All Methods Instance Methods Abstract Methods Concrete Methods
Modifier and Type	Method and Description
`void`	`addLanguageCode(String langCode)` Add a string to the language codes
`abstract void`	`backupChar()` Back up a byte so it will be read again.
`Set<String>`	`getLanguageCodes()` Return the set of language codes.
`Token`	`getNext()` Parses out and returns a token from the input file.
`Token`	`getNext(long max)` Parses out and returns a token from the input file.
`long`	`getOffset()` Return the current offset into the file.
`boolean`	`getPDFACompliant()` Returns the value of the pdfACompliant flag, which indicates that the tokenizer hasn't detected non-compliance.

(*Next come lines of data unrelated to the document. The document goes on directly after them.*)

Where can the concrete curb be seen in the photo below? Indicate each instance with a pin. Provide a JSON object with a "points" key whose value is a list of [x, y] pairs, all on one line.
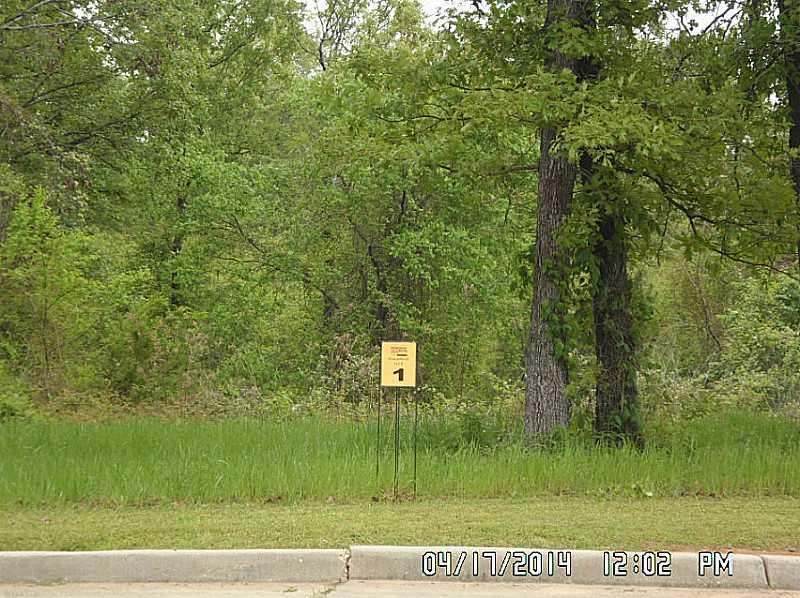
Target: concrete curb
{"points": [[409, 563], [178, 566], [783, 572], [586, 567]]}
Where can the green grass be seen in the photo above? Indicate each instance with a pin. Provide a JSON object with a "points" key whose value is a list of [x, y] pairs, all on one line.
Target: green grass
{"points": [[140, 461], [737, 523]]}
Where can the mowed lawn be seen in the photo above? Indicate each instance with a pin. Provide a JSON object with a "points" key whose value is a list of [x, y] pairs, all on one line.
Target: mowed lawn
{"points": [[754, 524], [732, 482], [141, 461]]}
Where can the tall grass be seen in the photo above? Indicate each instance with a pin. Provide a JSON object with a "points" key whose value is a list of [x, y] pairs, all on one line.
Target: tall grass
{"points": [[146, 460]]}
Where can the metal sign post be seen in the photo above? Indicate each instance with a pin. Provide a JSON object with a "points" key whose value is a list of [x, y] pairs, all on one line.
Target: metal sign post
{"points": [[398, 369]]}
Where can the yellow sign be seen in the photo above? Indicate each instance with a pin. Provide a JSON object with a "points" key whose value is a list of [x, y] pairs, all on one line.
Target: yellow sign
{"points": [[399, 364]]}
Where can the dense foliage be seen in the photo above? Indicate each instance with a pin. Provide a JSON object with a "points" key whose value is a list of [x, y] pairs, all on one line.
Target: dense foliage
{"points": [[221, 208]]}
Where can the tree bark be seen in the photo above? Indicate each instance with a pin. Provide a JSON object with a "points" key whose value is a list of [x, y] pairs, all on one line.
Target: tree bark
{"points": [[175, 299], [616, 408], [546, 403]]}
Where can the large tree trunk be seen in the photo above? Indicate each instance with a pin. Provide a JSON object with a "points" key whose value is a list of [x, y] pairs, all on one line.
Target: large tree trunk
{"points": [[616, 410], [546, 403]]}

`String`	`getWSString()` Returns the value of the last white space string read by the tokenizer.
`protected abstract void`	`initStream(Stream token)` Initialization code for Stream object.
`abstract int`	`readChar()` Get a character from the file or stream, using a buffer
`int`	`readChar1(boolean utf16)` Read a character in one-byte or 2-byte format, as requested
`void`	`scanMode(boolean flag)` If true, do not attempt to parse non-whitespace delimited tokens, e.g., literal and hexadecimal strings.
`abstract void`	`seek(long offset)` Set the Tokenizer to a new position in the file.
`protected void`	`seekReset(long offset)` Reset after a seek.
`void`	`setEncrypted(boolean encrypted)` Tell this object that the file is or isn't encrypted.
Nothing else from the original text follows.